Ashitaka, per quanto debole, si è reso conto di quanto sta succedendo e avverte il bisogno di dichiarare la propria responsabilità: è lui che si è trovato costretto ad uccidere Nago, ma sta già pagando con la maledizione che ne piaga il corpo.

Okkoto nushi apprezza il coraggio del giovane, ma pur riconoscendo che anche per un umano si possa avere rispetto, non rinuncia ai suoi propositi: anche se il suo popolo è destinato alla sconfitta, non l'attenderà inerme. Ciò detto, si allontana.

E' nel frattempo ricomparso Jiko, il misterioso monaco, e apprendiamo finalmente che viaggia sotto mentite spoglie.

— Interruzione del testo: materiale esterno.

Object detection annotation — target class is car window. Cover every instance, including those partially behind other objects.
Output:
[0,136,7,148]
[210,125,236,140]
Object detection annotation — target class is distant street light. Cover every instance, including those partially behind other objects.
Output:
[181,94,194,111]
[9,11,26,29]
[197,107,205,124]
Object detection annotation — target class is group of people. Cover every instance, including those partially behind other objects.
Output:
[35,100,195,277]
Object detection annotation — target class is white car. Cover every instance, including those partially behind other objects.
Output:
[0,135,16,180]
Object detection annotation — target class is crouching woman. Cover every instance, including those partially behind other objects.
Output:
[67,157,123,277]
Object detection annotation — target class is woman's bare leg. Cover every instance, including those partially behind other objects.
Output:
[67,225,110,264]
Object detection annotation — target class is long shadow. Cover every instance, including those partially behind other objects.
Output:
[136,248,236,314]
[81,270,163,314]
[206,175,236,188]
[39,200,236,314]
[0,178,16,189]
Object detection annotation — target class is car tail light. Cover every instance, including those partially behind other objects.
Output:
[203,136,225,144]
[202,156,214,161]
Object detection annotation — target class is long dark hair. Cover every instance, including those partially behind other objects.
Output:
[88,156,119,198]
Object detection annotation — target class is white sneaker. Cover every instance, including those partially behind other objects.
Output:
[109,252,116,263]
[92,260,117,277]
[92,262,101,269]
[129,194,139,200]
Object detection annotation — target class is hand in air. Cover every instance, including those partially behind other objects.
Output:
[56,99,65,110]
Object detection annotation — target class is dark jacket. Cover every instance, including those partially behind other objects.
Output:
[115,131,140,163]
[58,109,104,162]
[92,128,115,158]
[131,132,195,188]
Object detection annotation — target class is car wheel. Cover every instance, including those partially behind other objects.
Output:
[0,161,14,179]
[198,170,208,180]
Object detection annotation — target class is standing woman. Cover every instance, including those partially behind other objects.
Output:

E' in realtà un agente segreto dell'imperatore, mostra con orgoglio ai suoi seguaci la lettera di accredito. Per incarico del Mikado si trova nella foresta, a capo di un gruppo di cacciatori ed esploratori che si cela sotto le pelli di animali selvaggi, per osservare quanto vi accade.

Ha assistito alla apparizione del daidarabochi, ed è al corrente della sua quotidiana trasformazione nel dio cervo.

 

 

 

L'esercito di Asano aveva intanto tentato per l'ennesima volta di prendere d'assalto Tatara ba.

Come sempre Eboshi combatte di persona a capo delle sue truppe raccogliticce, che però sono forti della posizione, delle armi da fuoco e di una indomabile volontà di resistenza.

E questa volta di una arma in più: la partecipazione delle donne alla battaglia, resa possibile dalla introduzione dei nuovi ishibiya.

 

 

 

 

 

Ritornato a Tatara ba, Jiko mette al corrente Eboshi delle sue vere intenzioni: ha ordine di uccidere il dio cervo e portare la sua testa, che dona l'immortalità, all'imperatore.

Eboshi ride amaramente: non aveva dubbi che gli aiuti ed i consigii datigli da Jiko avessero un secondo fine. Ma si rende conto di non avere scelta: per la sopravvivenza del suo popolo deve lottare a fianco degli inviati dell'imperatore. Del resto i loro piani coincidono: distruggere gli dei. Che sia per carpirne i segreti o per far sopravvivere gli umani, poco importa.

Dopo aver debellato la resistenza degli spiriti della foresta darà la caccia al dio cervo per ucciderlo.